Unions call for significant increase in teacher pay

Four education unions - NEU, NAHT, ASCL and Voice - have submitted a joint statement to the School Teachers’ Review Body (STRB), demanding a significant, above-inflation pay increase for all teachers and leaders.

The unions say that teachers and school leaders have seen the real value of their pay cut since 2010, with a drop of 15% against RPI inflation.

The unions want the current Government’s proposal to significantly increase pay for new entrants needs to be extended to all teachers. A significant, above-inflation pay increase, applied to all pay scales and allowances, and fully funded by the Government, is needed to begin to repair the damage to teacher and school leader pay, and to address the recruitment and retention problems the profession faces.

Dr Mary Bousted, joint general secretary of the National Education Union, said: “We have a teacher supply crisis with recruitment targets missed year upon year and retention rates getting ever worse. Teacher pay in comparison to other graduate professions is a significant contributing factor to this problem. The teaching profession is vitally important – the least a Government can do is pay teachers properly.”

Paul Whiteman, general secretary of school leaders’ union NAHT, said: “Higher pay for teachers and school leaders is not just essential, it is richly deserved. The essential work they do needs to be rewarded properly. Teachers and leaders have seen their pay fall in real terms for the past decade. If we are going to plug the leaky pipeline of recruitment and retention, we desperately need to develop an attractive offer for new graduates, career-changers and existing teachers and leaders to encourage them to develop decades-long professional careers in education. Review of the pay structure to ensure that it recognises and fairly rewards both classroom teaching and leadership responsibility is long overdue – and a critical element of that offer. But it is vital that any pay award is fully funded with additional money to schools or it will only cause even deeper cuts elsewhere.”

Geoff Barton, general secretary of the Association of School and College Leaders, said: “We are calling on the independent pay review body to recommend the level of pay award that is so desperately needed to recognise the commitment of our teachers and improve recruitment and retention. But this has to be backed up with the funding that schools will require to implement the pay award, and that is, of course, a matter for the government.
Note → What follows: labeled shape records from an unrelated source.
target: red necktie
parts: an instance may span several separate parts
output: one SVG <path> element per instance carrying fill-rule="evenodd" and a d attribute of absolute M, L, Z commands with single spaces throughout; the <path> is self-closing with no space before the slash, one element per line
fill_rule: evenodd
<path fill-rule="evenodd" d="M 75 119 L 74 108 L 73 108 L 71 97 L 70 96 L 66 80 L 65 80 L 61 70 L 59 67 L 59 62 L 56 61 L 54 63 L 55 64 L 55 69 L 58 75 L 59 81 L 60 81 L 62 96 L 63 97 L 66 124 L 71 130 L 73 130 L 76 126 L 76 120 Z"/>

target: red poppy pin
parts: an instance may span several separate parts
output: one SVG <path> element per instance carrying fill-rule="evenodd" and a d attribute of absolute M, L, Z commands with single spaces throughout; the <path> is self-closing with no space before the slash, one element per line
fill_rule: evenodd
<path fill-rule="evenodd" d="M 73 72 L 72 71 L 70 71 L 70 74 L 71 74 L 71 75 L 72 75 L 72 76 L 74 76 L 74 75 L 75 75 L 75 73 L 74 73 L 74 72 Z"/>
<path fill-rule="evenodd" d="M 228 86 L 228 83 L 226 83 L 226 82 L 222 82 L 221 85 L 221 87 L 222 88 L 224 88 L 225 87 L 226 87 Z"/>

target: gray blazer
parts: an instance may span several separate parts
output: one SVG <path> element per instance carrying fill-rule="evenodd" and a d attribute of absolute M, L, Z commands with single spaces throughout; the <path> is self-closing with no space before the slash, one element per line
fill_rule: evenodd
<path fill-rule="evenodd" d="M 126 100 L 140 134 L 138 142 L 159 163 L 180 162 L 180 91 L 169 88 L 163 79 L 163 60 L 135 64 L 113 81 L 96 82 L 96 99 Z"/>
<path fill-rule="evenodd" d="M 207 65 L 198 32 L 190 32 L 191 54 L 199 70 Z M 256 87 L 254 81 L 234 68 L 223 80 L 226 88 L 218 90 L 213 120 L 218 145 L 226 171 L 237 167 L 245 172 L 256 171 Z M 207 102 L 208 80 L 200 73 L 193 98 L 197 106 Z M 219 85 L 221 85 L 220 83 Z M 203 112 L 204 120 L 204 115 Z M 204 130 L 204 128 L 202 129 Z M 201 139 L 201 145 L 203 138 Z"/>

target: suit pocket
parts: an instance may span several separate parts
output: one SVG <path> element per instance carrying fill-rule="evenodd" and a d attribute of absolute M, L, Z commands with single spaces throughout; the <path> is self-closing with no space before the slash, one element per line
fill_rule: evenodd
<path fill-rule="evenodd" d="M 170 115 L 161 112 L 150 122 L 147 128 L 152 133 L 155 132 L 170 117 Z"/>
We will be looking for whoever wins the General Election to make a clear and early statement that they recognise the urgency of this situation and that they will put their money where their mouth is.”

Deborah Lawson, General Secretary of Voice, said: “Teachers deserve and need a significant, across-the-board, fully-funded, above-inflation pay increase.

"Teachers must be properly rewarded for their hard work and dedication in order to tackle the recruitment and retention crisis afflicting the profession.

"A decade of relative decline has taken teachers’ national pay too low in relation to the graduate labour market, the wider economy and the important role that teachers undertake. Voice calls on the STRB to recognise this in its recommendations.”